Tradition of making Salvation Army dinner passes to new restaurant owners
Twenty years ago a man and his daughter went to Thanksgiving dinner at the Salvation Army. When the food didn’t meet their standards, they decided they wanted to help the next year and make even better food since they owned a restaurant.
Gravy, potatoes, and of course turkey. A feast made for hundreds of people. The Plainsman restaurant owner Ben Pegg stepped in to make it special but now he has passed the torch to his so called son Jon Edwards.
“The last five years of doing this I wouldn't have been able to do it without Jon. I am just very proud of both of them,” Pegg said. “They've done a good job and all the people that have come in to help makes me feel good.”
Jon has worked for Ben for several years and took over the restaurant this year. With that he took over the Thanksgiving dinner for the community. On Monday him and his wife Kayla set to making 21 turkeys and other recipes from Ben and their friend Leah. For Jon, he knew he wanted to keep up making the dinner.
“I kind of know firsthand what it's like to be in need, so it's always been a special thing to do this and I am going to keep it going for as long as I have The Plainsman,” Jon said.

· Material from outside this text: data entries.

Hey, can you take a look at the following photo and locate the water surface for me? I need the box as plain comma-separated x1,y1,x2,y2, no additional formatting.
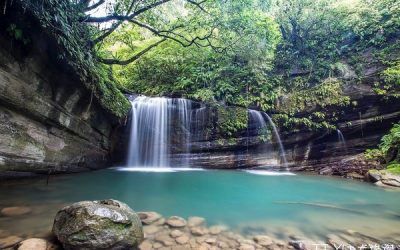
0,169,400,240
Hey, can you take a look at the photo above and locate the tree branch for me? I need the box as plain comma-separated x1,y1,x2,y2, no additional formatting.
81,0,171,23
83,0,106,12
98,38,167,65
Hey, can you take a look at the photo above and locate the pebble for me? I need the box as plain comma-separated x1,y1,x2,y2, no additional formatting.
253,235,274,247
188,216,206,227
190,227,208,236
169,229,183,238
139,240,153,250
0,235,22,249
17,238,57,250
143,225,162,235
0,207,32,217
137,212,162,225
209,225,228,235
165,216,187,227
175,235,189,245
206,238,217,245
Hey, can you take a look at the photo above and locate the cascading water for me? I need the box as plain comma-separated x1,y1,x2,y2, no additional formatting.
127,96,191,167
128,96,171,167
249,110,288,169
336,129,347,149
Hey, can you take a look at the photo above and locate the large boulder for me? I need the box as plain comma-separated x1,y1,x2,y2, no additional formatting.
53,200,144,250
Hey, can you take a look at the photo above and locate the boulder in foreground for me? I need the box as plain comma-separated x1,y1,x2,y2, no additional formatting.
53,200,144,250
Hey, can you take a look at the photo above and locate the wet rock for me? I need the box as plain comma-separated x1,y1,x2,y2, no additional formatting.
154,233,175,246
0,207,32,217
289,240,306,250
139,240,153,250
190,227,208,236
205,238,217,245
175,235,189,245
0,235,22,249
137,212,162,225
17,238,58,250
209,225,228,235
171,245,190,250
153,242,163,249
253,235,274,247
165,216,187,227
0,229,10,238
53,200,144,250
368,170,400,188
188,216,206,227
346,172,364,180
143,225,162,236
239,244,256,250
319,167,333,175
169,229,183,238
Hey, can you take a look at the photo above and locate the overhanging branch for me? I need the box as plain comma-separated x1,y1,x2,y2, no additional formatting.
98,38,167,65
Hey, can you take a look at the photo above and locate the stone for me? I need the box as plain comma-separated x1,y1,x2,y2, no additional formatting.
0,207,32,217
171,245,190,250
169,229,183,238
137,212,162,225
188,216,206,227
253,235,274,247
319,167,333,175
17,238,57,250
53,200,144,250
0,229,10,238
205,238,217,245
139,240,153,250
346,172,364,180
289,240,305,250
239,244,256,250
165,216,187,227
153,242,163,249
143,225,163,236
208,225,228,235
190,227,208,236
175,235,189,245
154,233,175,246
0,235,22,249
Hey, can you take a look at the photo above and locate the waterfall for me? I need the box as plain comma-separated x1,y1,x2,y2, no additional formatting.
249,110,288,169
128,96,171,167
127,96,195,167
336,129,347,149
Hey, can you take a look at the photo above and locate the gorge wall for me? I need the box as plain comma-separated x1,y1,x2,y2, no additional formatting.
0,9,119,178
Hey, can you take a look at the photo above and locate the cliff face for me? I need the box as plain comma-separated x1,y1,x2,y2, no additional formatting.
163,82,400,172
0,12,122,178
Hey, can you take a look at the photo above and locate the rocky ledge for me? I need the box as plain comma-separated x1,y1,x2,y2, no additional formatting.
368,169,400,188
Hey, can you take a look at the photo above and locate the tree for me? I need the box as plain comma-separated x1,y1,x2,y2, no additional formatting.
77,0,222,65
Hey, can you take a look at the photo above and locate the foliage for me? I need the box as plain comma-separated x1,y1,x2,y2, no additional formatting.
18,0,130,118
386,162,400,175
216,105,248,138
364,123,400,163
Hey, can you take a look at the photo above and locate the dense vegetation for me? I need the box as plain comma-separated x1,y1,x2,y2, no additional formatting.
364,123,400,174
98,0,400,129
4,0,400,131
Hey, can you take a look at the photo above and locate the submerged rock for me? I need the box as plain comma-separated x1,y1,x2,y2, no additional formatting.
1,207,32,217
165,216,187,227
53,200,144,250
188,216,206,227
368,170,400,188
17,238,59,250
0,235,22,249
137,212,162,225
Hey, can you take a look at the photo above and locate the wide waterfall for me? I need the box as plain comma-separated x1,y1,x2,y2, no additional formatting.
128,96,191,167
127,96,287,168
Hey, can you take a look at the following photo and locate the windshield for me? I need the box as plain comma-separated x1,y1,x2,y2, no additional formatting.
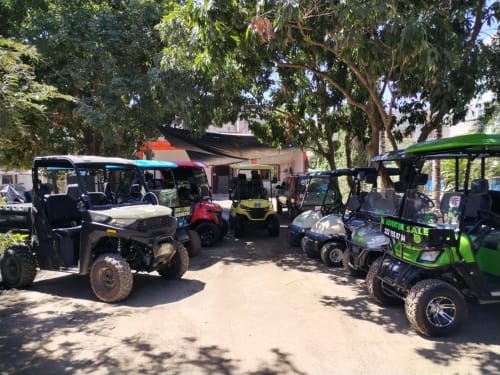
402,157,500,229
347,165,403,217
35,163,145,209
300,175,342,206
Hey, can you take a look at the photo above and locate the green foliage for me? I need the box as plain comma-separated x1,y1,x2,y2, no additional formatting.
159,0,496,166
0,0,166,160
0,38,72,168
0,233,29,255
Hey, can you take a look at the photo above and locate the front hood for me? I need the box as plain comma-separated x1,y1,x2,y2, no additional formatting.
89,204,172,221
200,202,222,211
311,214,345,235
240,199,271,209
352,223,390,249
292,210,321,228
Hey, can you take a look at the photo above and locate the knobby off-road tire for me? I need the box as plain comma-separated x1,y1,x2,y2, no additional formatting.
342,249,365,277
0,245,36,288
267,215,280,237
196,221,220,247
320,242,345,267
90,253,134,303
234,215,245,238
158,243,189,280
300,236,318,259
276,198,283,215
366,257,400,306
219,219,229,240
286,203,298,222
405,279,467,337
187,230,201,257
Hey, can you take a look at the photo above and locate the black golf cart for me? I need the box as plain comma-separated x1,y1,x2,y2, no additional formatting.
0,155,189,302
366,134,500,336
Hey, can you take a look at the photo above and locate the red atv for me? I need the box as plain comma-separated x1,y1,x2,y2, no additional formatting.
173,161,228,247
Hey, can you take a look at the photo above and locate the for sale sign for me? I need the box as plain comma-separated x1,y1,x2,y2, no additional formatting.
380,217,456,247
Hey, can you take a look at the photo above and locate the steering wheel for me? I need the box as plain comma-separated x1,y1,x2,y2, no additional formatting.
415,191,435,208
141,191,160,205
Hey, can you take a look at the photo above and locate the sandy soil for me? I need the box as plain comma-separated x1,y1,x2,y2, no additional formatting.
0,204,500,374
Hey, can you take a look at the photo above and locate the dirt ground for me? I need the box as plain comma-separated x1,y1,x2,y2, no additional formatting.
0,203,500,374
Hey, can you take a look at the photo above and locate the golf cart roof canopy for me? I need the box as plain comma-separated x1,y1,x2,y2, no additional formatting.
134,159,177,169
372,150,409,162
231,164,273,171
172,160,207,168
405,133,500,158
33,155,136,167
306,168,354,177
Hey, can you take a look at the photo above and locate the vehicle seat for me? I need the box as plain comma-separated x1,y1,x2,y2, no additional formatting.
45,194,82,228
464,179,492,225
250,174,266,199
66,184,80,200
234,173,249,200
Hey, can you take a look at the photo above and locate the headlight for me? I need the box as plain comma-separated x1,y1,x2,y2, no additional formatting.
419,250,441,263
109,218,137,227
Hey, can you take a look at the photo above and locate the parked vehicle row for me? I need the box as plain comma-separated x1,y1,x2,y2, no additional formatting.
0,134,500,336
292,134,500,336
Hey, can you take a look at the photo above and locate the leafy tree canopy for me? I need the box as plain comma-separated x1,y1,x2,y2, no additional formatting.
0,37,72,168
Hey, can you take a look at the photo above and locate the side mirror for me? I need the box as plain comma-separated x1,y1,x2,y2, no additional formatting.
76,195,90,212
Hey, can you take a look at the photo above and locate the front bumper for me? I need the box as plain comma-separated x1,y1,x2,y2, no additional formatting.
301,231,331,255
287,224,310,247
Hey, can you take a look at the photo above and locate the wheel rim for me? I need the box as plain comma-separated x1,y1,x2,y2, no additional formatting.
200,230,215,244
3,257,19,280
328,248,343,263
425,297,457,327
300,236,307,251
97,267,117,292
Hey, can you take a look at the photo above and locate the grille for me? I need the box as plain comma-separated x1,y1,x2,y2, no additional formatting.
248,208,267,219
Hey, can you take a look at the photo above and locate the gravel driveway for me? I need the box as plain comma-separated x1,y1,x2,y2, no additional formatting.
0,204,500,374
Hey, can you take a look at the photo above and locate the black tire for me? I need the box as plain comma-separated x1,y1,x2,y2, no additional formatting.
234,215,245,238
267,215,280,237
90,253,134,303
366,257,400,306
0,245,36,288
300,236,319,259
276,198,283,215
195,221,220,247
320,242,345,267
342,249,365,277
186,230,201,257
158,243,189,280
219,219,229,240
405,279,467,337
286,203,297,221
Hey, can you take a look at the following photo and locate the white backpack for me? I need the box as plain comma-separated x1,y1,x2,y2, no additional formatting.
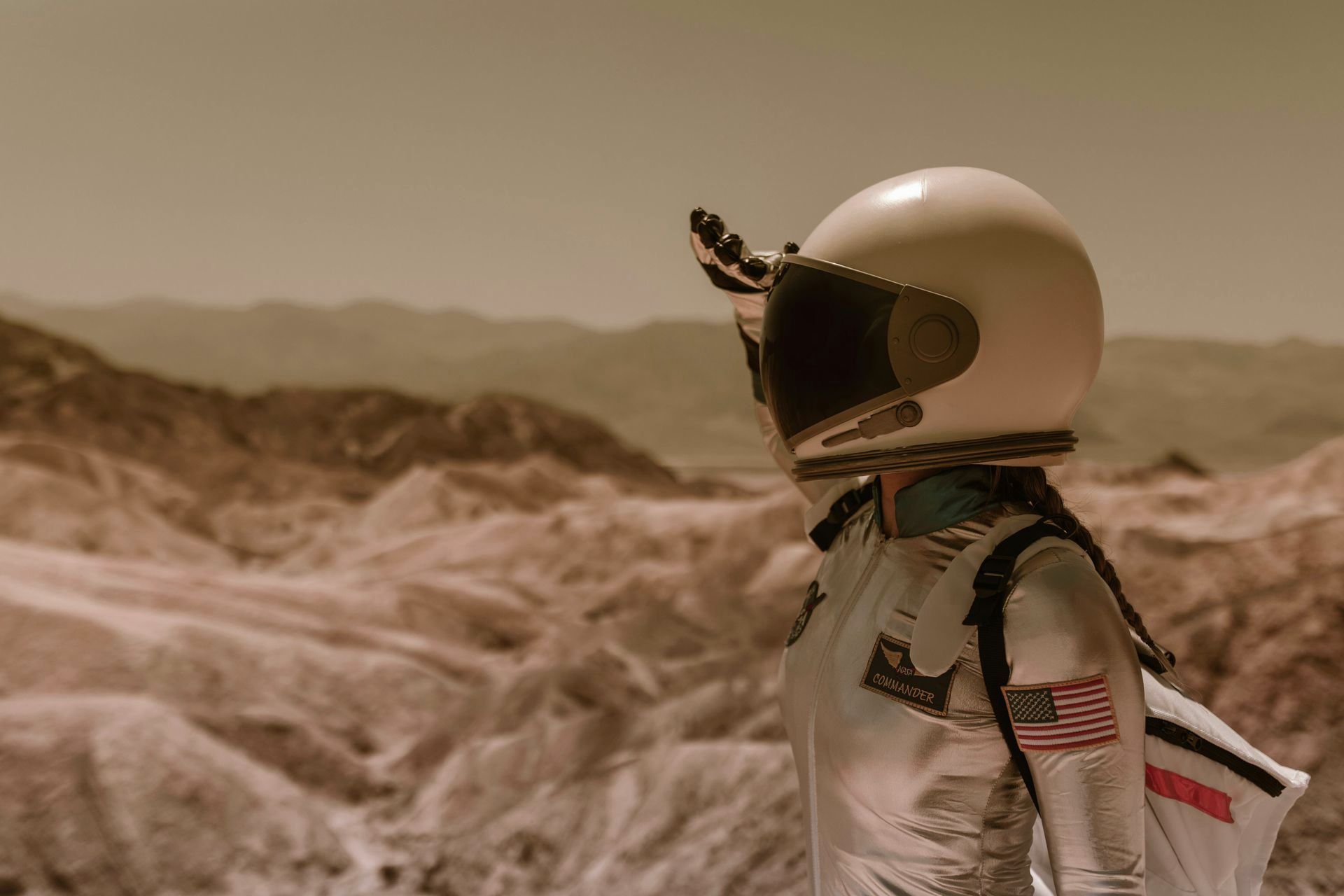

They have a lot of volunteers come and help serve and cook the last minute dishes. They even delivered dozens of meals to people who couldn't make it to the masonic center. The Edwards’ said they enjoy getting to take charge of such a good deed.
“Just when we leave here in the afternoon you feel like you've done your part, that you've helped the community out. That's what we are here for, to help Hastings and the surrounding areas that are in need,” Kayla said.
The Plainsman donated a portion of the food but also got donations from other businesses and their suppliers. They helped the Salvation Army serve over 300 people.